JMIR Publications

ABSTRACT

Background:

Current urinary and drainage catheter systems collect fluids for visual inspection or manual sampling, offering limited diagnostic value while being labor-intensive and prone to error. Machine learning (ML) has the potential to automate the analysis of these fluids. However, existing methods rely on complex preprocessing steps, which hinder real-time analysis.

Objective:

To develop and evaluate a fully automated, real-time diagnostic approach for smart urinary and drainage catheter systems by leveraging spectral data and machine learning to differentiate pathological from healthy excreted fluids without the need for manual preprocessing.

Methods:

This study proposes a novel and fully automated approach for smart urinary and drainage catheter systems that utilizes spectra and ML for direct feature extraction from excreted fluids, enabling real-time analysis. 454 surgical drainage fluid samples (from 181 patients) and 401 urine catheter samples (from 168 patients) were analyzed using smart catheters and drains equipped with compact mini-spectrometer sensors.

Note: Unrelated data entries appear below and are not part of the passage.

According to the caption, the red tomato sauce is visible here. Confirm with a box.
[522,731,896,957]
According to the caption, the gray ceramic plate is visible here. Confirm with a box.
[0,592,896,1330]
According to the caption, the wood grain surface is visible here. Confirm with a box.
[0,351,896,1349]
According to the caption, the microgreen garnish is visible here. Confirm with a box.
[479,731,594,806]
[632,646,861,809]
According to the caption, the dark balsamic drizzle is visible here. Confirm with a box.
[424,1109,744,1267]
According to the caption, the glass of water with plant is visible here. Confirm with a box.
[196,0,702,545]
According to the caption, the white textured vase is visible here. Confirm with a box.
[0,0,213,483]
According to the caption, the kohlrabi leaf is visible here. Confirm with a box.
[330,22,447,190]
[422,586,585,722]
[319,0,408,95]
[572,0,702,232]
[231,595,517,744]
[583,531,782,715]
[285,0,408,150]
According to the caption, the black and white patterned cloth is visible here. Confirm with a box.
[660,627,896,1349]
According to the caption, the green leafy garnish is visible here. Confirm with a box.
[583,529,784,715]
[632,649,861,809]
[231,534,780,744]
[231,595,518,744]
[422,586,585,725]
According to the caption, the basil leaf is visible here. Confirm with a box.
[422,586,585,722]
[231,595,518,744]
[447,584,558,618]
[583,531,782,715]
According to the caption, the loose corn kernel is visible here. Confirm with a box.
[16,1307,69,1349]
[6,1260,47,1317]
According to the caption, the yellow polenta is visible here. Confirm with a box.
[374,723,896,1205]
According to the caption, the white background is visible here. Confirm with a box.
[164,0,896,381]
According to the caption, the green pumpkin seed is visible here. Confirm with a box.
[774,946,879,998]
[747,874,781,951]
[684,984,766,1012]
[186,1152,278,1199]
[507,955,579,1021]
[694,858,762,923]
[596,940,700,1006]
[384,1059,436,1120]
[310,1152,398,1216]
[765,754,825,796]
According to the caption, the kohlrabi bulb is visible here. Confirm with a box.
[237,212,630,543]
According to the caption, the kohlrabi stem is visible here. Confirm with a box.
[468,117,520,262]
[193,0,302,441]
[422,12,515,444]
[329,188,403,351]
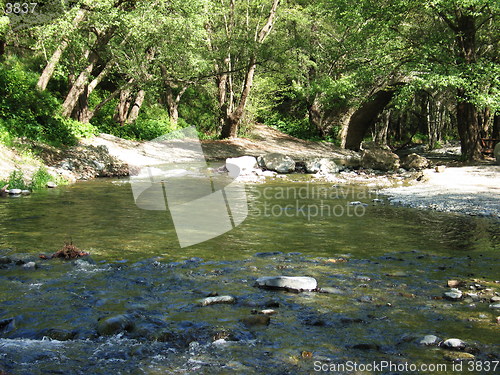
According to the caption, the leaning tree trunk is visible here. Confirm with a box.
[345,89,395,151]
[62,28,115,117]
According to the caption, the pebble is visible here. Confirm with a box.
[255,276,318,291]
[444,288,462,301]
[198,296,236,306]
[440,339,467,350]
[420,335,439,345]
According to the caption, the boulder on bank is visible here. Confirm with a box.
[361,148,399,171]
[304,158,339,174]
[401,153,429,170]
[257,153,295,173]
[226,156,257,177]
[255,276,318,292]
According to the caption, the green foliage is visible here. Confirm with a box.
[0,59,95,145]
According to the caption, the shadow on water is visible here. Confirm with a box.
[0,180,499,374]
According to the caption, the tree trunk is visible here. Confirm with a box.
[165,81,188,127]
[127,90,146,124]
[36,9,86,91]
[455,11,482,160]
[345,90,395,151]
[308,97,325,137]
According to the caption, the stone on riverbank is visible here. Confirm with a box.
[255,276,318,292]
[226,156,257,177]
[198,296,236,306]
[257,153,295,173]
[304,158,340,174]
[361,148,399,171]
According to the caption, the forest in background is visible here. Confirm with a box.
[0,0,500,160]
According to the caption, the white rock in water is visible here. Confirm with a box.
[420,335,439,345]
[444,288,462,301]
[255,276,318,291]
[441,339,467,350]
[199,296,236,306]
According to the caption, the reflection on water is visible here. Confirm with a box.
[0,180,498,260]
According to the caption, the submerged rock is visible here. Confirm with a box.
[419,335,439,345]
[226,156,257,177]
[304,158,340,174]
[439,339,467,350]
[198,296,236,306]
[241,315,271,327]
[255,276,318,291]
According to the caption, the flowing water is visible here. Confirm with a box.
[0,179,500,374]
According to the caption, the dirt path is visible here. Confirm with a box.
[381,165,500,218]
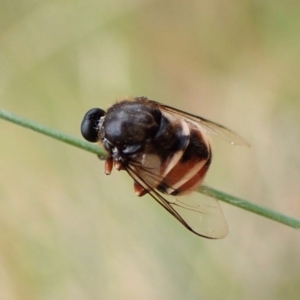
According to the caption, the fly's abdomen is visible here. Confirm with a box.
[157,120,212,195]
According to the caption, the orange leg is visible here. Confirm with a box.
[104,157,113,175]
[133,182,148,197]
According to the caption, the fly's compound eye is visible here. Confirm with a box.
[81,108,105,143]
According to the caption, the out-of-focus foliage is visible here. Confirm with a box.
[0,0,300,300]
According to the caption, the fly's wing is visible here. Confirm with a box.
[149,100,250,147]
[124,164,228,239]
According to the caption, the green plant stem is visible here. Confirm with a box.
[0,109,300,228]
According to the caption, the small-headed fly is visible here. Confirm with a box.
[81,97,248,239]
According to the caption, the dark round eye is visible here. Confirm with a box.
[81,108,105,143]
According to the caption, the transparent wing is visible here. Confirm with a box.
[125,164,228,239]
[149,100,250,147]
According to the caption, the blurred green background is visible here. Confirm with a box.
[0,0,300,300]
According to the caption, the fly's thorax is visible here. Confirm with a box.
[101,101,161,153]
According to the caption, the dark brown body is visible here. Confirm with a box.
[81,97,247,238]
[100,98,211,195]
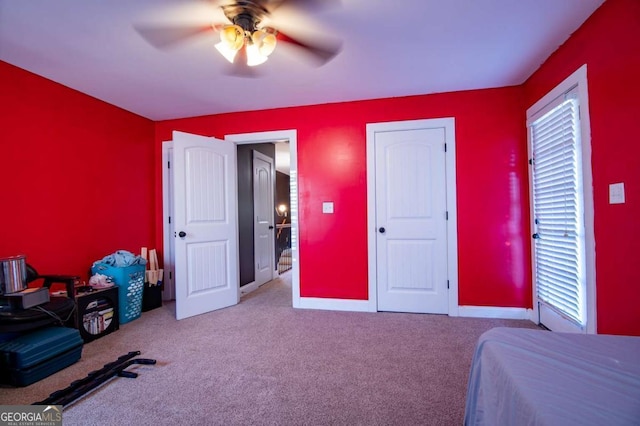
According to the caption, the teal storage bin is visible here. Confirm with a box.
[91,263,146,324]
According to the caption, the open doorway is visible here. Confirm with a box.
[225,130,300,308]
[237,141,292,294]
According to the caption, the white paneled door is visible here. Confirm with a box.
[172,132,239,319]
[253,151,275,286]
[374,126,449,314]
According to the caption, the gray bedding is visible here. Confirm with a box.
[464,328,640,426]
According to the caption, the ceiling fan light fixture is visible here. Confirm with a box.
[247,43,269,67]
[216,41,238,63]
[251,30,277,56]
[220,25,244,51]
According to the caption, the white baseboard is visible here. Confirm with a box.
[240,281,260,296]
[458,306,532,320]
[294,297,375,312]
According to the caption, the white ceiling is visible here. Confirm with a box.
[0,0,604,120]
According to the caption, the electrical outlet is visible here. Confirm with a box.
[609,182,624,204]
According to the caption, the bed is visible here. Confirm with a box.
[464,327,640,426]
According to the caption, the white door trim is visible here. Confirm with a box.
[224,129,301,308]
[162,141,176,300]
[367,117,458,316]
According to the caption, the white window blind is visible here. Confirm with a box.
[530,92,586,327]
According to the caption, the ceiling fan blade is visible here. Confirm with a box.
[267,0,342,12]
[133,24,215,49]
[276,31,342,66]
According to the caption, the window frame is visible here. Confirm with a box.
[527,64,597,334]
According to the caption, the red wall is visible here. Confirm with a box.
[156,87,531,307]
[0,61,155,279]
[524,0,640,335]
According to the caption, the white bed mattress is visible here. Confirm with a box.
[464,328,640,426]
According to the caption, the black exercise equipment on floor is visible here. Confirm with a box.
[32,351,156,407]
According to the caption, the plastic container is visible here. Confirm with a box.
[91,263,145,324]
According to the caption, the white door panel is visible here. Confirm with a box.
[375,127,448,313]
[173,132,239,319]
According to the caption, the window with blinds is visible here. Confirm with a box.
[529,91,586,329]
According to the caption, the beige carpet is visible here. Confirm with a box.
[0,279,535,425]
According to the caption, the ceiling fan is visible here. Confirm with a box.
[134,0,341,77]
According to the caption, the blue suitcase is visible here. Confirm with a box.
[0,327,84,386]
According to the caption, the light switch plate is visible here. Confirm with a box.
[609,182,624,204]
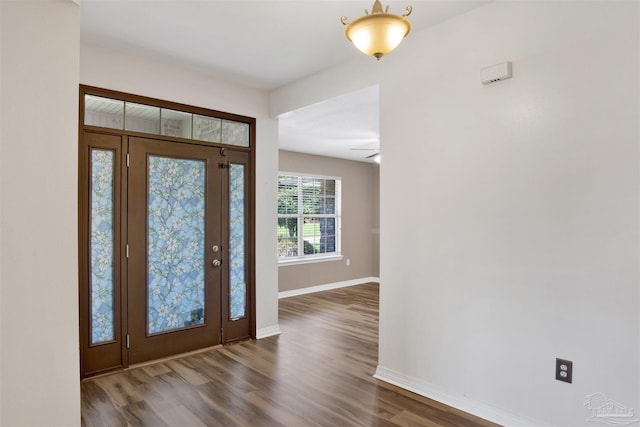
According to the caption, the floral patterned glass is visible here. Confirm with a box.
[90,149,115,344]
[147,156,206,334]
[229,164,247,319]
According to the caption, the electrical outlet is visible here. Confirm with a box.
[556,358,573,383]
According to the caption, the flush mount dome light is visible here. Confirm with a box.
[340,0,412,61]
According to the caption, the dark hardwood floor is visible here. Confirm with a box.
[82,283,495,427]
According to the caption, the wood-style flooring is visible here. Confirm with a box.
[82,283,495,427]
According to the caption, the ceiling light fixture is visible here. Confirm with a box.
[340,0,413,61]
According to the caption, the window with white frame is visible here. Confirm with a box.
[278,172,341,263]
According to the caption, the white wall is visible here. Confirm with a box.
[80,43,278,337]
[271,1,640,426]
[378,1,640,426]
[0,1,80,427]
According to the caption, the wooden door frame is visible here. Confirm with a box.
[78,85,256,378]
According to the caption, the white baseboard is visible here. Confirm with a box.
[373,365,545,427]
[278,277,380,299]
[256,324,282,339]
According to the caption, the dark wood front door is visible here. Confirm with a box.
[127,138,227,363]
[79,131,255,377]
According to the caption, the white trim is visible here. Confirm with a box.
[256,323,282,339]
[373,365,548,427]
[278,277,380,299]
[278,254,344,267]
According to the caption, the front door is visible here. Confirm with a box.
[127,137,224,363]
[80,130,254,377]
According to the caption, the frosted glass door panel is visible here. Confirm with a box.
[147,156,206,334]
[90,149,115,344]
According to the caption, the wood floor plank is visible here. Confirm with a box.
[82,283,495,427]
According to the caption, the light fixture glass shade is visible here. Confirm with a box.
[342,0,411,60]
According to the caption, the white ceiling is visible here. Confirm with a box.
[80,0,489,161]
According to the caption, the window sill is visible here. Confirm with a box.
[278,254,344,267]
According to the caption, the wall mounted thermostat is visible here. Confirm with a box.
[480,62,512,85]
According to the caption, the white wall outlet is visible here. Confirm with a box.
[480,62,512,85]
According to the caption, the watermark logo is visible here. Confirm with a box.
[584,393,638,426]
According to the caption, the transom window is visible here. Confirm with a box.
[278,172,341,264]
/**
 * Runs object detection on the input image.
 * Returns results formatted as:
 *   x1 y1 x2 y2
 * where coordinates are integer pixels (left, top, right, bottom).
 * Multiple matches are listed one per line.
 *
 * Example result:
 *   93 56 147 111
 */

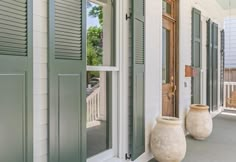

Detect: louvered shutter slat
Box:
0 0 27 56
129 0 145 160
55 0 82 59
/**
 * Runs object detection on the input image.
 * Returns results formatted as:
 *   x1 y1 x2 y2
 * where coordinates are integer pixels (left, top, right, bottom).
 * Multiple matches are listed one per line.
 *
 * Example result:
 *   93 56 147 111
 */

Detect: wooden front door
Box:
162 0 176 116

The collected spectral data was fed into three different ML models: a Random Forest (RF), a Partial Least Squares Discriminant Analysis regression (PLS-DA), and a Convolutional Neural Network (CNN). Each model aimed to extract features and differentiate between pathological and healthy urine and drainage samples based on the various biomarkers available from previously conducted laboratory analyses.

Results:

All three approaches (RF, PLS-DA, and CNN) achieved promising results, demonstrating the potential of the overall approach. In particular, the CNN models trained on the drainage biomarkers hemoglobin and bilirubin achieved the best results. Matthew's correlation coefficient (MCC) scores of 0.83 and 0.81 were measured for hemoglobin and bilirubin, respectively, when differentiating between pathological and healthy samples based on the extracted spectral features.

Conclusions:

This work demonstrates the potential of spectral-driven ML for smart urinary and drainage catheter systems. This approach offers a real-time, non-invasive method for analyzing excreted fluids, paving the way for improved diagnostics and personalized patient care. Further research will explore the optimal machine learning model for this application.